Warm spiced apple cider to chase away the chills, vampires and werewolves on a cool autumn evening!
Mulled Apple Cider
By Sue Lau | Palatable Pastime
Another year has come and gone, it seems. Where did summer go? And while autumn has *Officially* started, only now do we stare down the door to October, when the leaves will fall and pass away along with memories of sun and surf, picnics in the park and barbecue. The world turns, the season turns, the colors turn, and it is now time for change. We can’t just simply stay in the same place we once were and stagnate, no matter if it was good or bad. It’s time to let go and relax, maybe curl up with a good book and a cup of hot cider or tea. Take a sip and stare out to the beyond, to the horizon to the future and ask ourselves: “What if?”

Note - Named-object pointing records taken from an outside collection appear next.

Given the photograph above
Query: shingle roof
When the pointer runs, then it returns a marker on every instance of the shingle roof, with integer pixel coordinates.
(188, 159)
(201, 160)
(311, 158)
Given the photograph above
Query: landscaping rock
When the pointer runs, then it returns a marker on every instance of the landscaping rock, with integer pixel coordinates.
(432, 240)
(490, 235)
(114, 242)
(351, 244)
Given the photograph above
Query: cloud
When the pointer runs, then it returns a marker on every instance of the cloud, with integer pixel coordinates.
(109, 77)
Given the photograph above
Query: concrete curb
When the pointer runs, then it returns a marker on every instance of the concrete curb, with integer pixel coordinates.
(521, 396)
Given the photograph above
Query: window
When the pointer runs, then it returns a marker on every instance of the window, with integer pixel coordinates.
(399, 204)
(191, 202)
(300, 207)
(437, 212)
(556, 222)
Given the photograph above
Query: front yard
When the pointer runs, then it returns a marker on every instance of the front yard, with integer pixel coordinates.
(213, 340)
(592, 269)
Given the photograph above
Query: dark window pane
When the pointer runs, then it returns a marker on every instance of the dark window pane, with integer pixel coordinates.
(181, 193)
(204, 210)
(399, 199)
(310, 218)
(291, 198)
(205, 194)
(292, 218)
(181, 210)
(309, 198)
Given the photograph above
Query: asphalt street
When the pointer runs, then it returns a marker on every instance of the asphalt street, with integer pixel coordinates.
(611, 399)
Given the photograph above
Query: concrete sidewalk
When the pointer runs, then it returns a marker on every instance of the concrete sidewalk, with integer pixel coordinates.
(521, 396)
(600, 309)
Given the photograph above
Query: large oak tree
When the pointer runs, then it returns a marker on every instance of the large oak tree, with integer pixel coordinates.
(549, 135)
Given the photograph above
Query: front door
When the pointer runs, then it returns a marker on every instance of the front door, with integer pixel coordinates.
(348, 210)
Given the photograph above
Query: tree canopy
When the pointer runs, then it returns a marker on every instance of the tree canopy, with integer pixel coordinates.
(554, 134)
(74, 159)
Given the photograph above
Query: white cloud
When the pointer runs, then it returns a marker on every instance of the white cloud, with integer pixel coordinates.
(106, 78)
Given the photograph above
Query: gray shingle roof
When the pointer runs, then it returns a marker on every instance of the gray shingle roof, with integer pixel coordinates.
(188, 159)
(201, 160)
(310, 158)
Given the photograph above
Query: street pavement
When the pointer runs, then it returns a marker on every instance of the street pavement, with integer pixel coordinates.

But for now, let’s enjoy the apples while they are in mid-season and the leaves turn from green to gold, then bleed scarlet before falling blazingly to the forest floor. This is easy to make and you can also serve it chilled from the refrigerator should the weather suddenly turn warm. And it does that. Who hasn’t faced an October morning wrapped and warm only to strip away sweaters and sleeves as the day wore on?
Mulled Apple Cider
- 1 gallon apple cider
- 2 tablespoons whole allspice
- 2 tablespoons whole cloves
- 5 -6 cinnamon sticks
- orange slices
- additional cinnamon stick (optional)
- Tie small spices in a small cheesecloth and drop into the cider; allow cinnamon to just go on its own.
- Heat mixture on the stove and simmer for at least 30 minutes before serving, stirring occasionally to agitate the spices.
- Float orange slices on top of the cider.
- Pour into mugs and serve, with a cinnamon stick, if desired.